One must conclude that a man of the cloth, hired to give spiritual and religious as well as educational leadership must possess qualifications no less demanding than those described in the foregoing passage.
I find that, as a matter of law, a prior criminal record and disbarment from the practice of law must be disclosed by one seeking a rabbinical post involving the spiritual, religious and educational leadership of a religious congregation. Similarly, I am satisfied that, as a matter of law, failure to disclose such information results in damage and prejudice to the employer congregation and provides an undue, unconscientious advantage to the applicant. Hence, there is no genuine issue as to any material fact challenged. Judson v. Peoples Bank & Trust Co. of Westfield, supra.
Lastly, defendant's claim to rights and privileges as a tenant under our Landlord and Tenant Acts (N.J.S.A. 46:8-1 et seq. and 2A:18-51 et seq.) is without merit. Since the contract itself is void, defendant cannot claim any rights or benefits therefrom.

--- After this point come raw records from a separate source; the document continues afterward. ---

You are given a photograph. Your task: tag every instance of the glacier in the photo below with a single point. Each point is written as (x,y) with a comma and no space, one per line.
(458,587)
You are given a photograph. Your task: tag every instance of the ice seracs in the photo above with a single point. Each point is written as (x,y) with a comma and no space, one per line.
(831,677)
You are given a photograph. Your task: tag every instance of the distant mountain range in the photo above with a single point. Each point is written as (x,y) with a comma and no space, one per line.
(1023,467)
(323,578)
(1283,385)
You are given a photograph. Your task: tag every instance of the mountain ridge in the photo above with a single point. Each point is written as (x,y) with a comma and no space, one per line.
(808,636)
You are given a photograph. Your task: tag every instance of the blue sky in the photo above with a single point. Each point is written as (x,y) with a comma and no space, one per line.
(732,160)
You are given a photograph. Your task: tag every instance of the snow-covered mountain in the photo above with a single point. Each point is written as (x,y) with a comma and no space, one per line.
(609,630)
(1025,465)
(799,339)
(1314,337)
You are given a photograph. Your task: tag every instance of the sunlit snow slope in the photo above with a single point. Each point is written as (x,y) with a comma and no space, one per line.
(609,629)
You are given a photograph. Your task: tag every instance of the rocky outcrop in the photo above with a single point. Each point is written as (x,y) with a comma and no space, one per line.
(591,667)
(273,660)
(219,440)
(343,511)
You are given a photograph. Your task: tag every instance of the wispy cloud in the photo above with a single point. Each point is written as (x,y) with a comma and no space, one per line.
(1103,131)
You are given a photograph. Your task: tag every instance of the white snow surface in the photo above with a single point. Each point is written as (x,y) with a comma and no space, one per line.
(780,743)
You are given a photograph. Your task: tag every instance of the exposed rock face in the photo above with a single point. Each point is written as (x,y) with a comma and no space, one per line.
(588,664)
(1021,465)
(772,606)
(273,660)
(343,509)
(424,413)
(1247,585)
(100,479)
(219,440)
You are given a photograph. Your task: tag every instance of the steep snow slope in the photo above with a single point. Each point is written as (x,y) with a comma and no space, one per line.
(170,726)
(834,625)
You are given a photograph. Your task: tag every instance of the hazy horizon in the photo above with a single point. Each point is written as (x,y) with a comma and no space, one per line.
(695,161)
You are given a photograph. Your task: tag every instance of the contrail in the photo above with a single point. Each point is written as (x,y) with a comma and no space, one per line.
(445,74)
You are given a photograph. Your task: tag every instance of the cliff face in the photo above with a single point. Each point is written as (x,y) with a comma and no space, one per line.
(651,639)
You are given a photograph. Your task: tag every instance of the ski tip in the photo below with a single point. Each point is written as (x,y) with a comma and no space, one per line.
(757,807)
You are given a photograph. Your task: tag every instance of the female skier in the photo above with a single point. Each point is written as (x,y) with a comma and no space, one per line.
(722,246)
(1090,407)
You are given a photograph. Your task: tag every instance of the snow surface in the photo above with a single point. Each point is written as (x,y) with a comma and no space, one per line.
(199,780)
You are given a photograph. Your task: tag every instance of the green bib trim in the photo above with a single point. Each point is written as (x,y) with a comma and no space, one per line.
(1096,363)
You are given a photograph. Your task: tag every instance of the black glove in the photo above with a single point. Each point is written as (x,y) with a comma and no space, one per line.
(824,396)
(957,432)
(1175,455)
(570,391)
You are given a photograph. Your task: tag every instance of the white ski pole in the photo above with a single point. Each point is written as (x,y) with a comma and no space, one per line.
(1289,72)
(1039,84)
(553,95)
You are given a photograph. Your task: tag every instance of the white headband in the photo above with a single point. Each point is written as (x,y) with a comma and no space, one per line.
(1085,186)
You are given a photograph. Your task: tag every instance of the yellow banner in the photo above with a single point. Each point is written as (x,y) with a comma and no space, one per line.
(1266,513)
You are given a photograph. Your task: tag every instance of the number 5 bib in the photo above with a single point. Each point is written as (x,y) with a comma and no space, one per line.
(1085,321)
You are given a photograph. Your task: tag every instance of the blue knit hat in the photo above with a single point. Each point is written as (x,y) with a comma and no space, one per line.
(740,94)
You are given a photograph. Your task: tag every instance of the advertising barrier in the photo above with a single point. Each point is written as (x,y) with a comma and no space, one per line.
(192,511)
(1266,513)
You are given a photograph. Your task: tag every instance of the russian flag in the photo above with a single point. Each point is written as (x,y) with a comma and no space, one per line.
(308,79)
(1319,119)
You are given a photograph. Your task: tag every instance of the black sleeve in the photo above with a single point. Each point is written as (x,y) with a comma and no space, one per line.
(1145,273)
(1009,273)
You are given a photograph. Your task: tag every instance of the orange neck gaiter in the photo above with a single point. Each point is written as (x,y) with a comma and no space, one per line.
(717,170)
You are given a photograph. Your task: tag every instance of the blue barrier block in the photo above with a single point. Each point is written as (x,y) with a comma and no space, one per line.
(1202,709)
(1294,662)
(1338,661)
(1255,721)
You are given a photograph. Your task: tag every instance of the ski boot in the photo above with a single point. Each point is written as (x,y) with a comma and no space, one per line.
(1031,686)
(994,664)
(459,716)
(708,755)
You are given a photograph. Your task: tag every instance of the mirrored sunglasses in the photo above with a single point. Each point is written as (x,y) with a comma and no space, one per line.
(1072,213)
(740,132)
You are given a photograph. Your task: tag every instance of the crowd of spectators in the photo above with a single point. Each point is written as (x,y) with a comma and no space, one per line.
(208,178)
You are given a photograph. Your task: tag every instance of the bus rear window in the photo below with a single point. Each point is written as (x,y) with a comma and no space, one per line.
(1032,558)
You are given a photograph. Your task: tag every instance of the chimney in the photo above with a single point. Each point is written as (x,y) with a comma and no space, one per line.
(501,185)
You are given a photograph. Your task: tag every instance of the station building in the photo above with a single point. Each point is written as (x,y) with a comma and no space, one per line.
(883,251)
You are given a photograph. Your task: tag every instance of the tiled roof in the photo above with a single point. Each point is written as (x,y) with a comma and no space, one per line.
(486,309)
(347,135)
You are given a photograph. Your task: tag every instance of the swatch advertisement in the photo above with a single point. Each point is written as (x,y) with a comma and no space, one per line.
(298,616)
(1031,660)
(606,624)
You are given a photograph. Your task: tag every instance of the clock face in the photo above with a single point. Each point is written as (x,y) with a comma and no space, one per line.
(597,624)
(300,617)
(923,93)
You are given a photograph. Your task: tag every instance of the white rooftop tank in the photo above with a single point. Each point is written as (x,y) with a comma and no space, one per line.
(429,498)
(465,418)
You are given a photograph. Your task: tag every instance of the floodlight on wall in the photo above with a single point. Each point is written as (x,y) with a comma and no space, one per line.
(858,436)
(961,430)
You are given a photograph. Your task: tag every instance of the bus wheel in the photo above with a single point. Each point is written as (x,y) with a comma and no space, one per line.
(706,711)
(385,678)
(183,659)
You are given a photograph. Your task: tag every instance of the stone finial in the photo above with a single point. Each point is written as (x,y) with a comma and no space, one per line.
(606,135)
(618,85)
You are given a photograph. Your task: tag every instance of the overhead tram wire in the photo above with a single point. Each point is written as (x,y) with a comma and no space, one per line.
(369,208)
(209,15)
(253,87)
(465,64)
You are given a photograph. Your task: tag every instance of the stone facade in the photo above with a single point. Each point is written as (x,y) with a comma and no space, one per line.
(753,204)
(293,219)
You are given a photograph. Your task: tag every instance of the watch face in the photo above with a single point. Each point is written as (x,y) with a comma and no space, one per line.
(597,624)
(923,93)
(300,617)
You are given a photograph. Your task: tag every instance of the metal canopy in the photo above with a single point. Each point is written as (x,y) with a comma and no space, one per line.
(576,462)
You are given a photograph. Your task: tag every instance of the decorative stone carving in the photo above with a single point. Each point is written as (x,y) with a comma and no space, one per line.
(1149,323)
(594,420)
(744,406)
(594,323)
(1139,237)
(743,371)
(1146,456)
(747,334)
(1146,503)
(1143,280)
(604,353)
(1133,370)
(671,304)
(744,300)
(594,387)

Furthermore, N.J.S.A. 2A:18-61.1(m) allows for removal of a tenant when the tenancy has been conditioned upon the tenant's employment by the landlord.
Plaintiff's motion for summary judgment rescinding the contract and dismissing defendant's claims for specific performance and damages, will be granted.NOTES
[*] (This opinion is submitted pursuant to R. 2:5-1(b) to amplify the prior oral decision rendered by the court on September 15, 1978.)